春風吹き抜ける良く晴れた絶好のお花見日和。

 太陽の暖かさに草花や動物達、そして子どもから大人までが等しく心穏やかに幸せな気分を味わっているだろうこの世界。

 そんな窓の外に広がっているであろう景色を想像することさえも出来ず、僕は今日も一人閉めきった部屋の中で灯りもつけずにただ踞るだけ。


 あれから、あの日から、あの事故から、もう3日も経った。


 あのあと美夜は駆けつけた救急隊によってすぐさま病院に運び込まれ、緊急手術を受けることになった。
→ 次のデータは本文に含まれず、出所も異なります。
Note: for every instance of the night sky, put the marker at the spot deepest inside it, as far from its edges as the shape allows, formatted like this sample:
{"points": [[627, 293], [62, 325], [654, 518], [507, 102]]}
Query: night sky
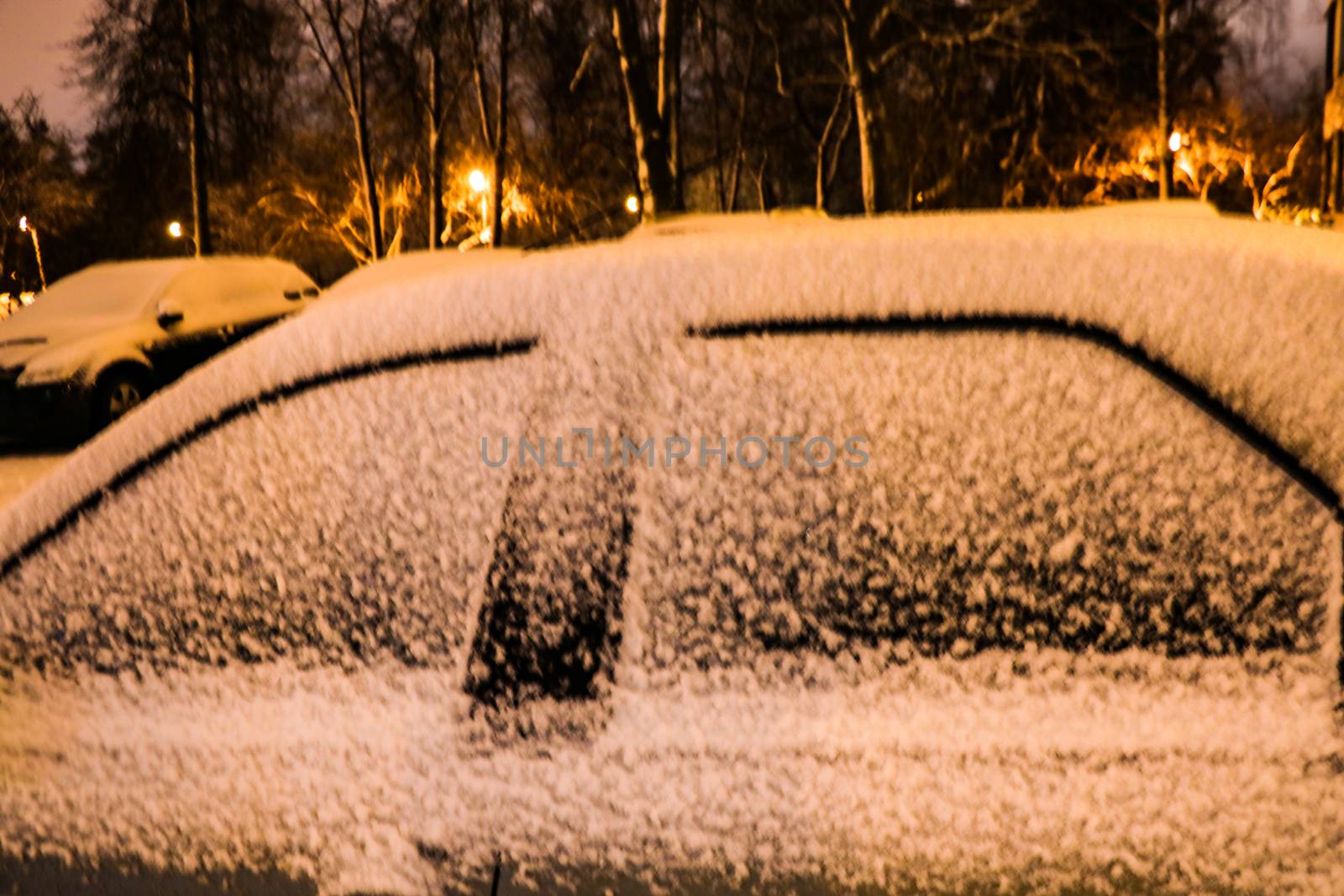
{"points": [[34, 33]]}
 全身数箇所の打撲を受け、と内蔵の一部にも軽い損傷を負ったのだとか。幸いにも脳や心臓などの重要器官には異状はなく、命に別状はないのだと医者は言っていたのだという。

 しかし、手術が成功して傷が塞がれても、美夜の意識は一向に戻らなかった。そして今も美夜は病院の一室の中、意識も戻らず生死の淵を彷徨い続けているのだ。

 僕がそれを知ったのは、あの日の夜目が覚めたあと僕の両親が美夜のお母さんと話しているのを偶然耳にしたときだった。
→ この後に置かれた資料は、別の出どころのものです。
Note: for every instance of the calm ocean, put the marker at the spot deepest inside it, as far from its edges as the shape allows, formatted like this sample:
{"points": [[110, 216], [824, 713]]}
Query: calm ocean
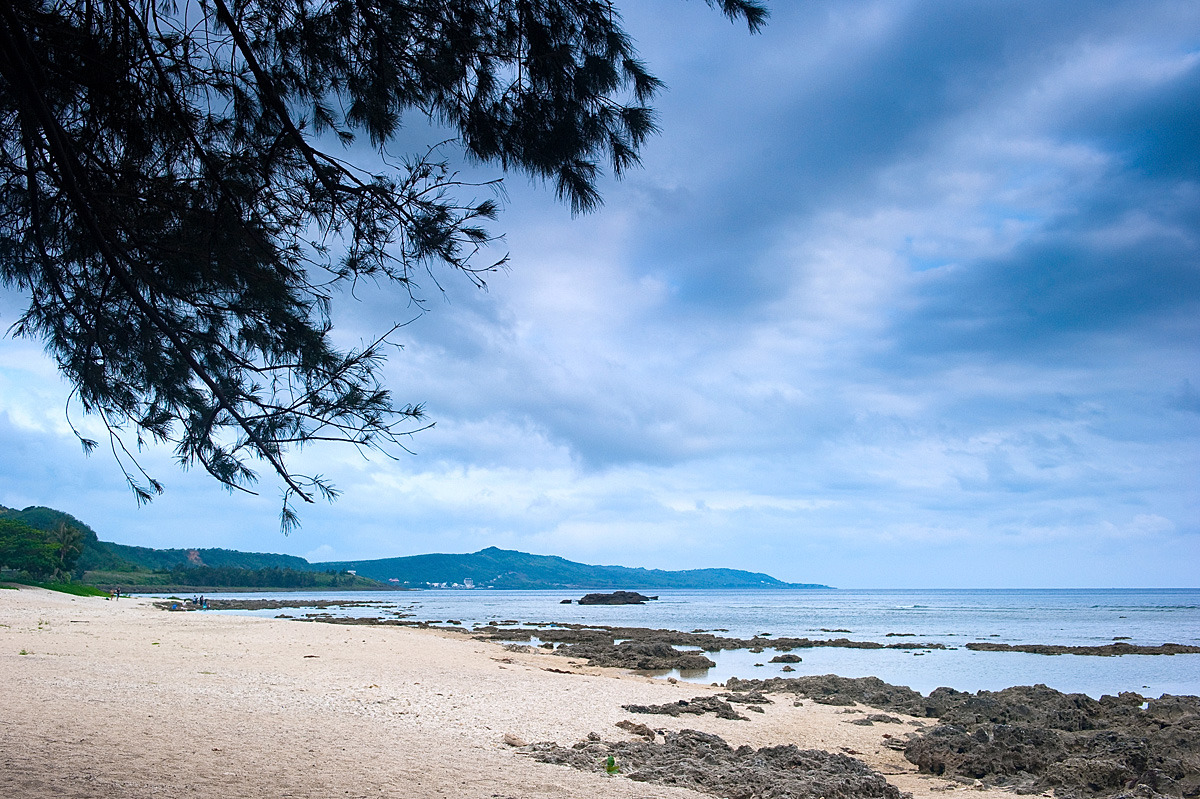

 それ以来病院を出た後は、僕はこうしてアパートの自室に引きこもる生活を続けている。


 あのとき美夜を救えなかった。


 あのとき美夜を止められなかった。


 あのとき美夜を、美夜の望む答えを、言ってあげることが出来なかった。


 そんな深い後悔にも自己嫌悪にも自己憎悪にも似た薄汚い苦しみに苛まれ、僕はあの事故の原因を作った自分を責めて現実たる外界との交流を遮断してしか、自分を保てなくなっていたのだ。
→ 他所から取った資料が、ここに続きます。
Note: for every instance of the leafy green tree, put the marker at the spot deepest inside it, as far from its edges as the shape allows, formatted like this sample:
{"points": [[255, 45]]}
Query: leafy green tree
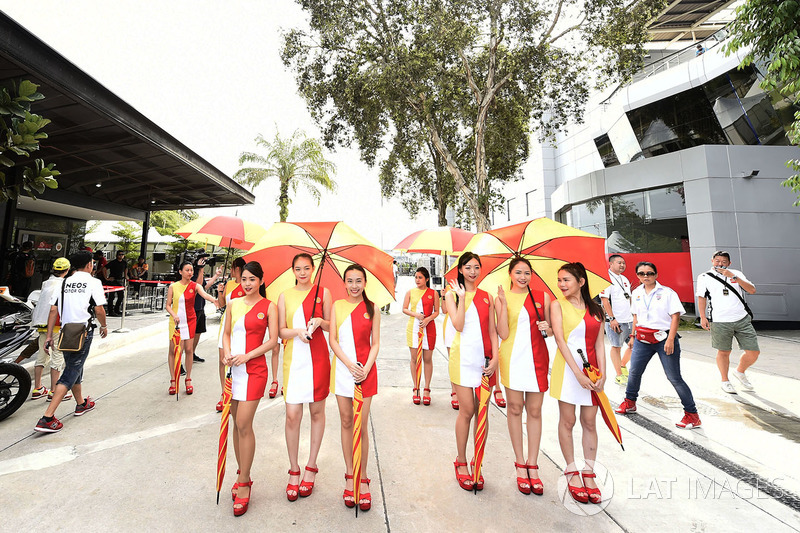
{"points": [[20, 133], [771, 30], [295, 161], [469, 76]]}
 だから今日も、テレビも電球もスマホにさえも電気を通さないまま、ただ閉じられた窓とカーテン越しに聞こえるこの街特有の強風だけに耳を傾けて、美夜の笑顔を思い浮かべては悲しみのあまり嗚咽を溢し続けている。


 今が昼かも夜かも分からない。


 分かりたくない。


 分かる必要もない。


 そうやって現実から逃げているうちに、知らず僕は奥深い意識の底へ深く深く引き込まれていた。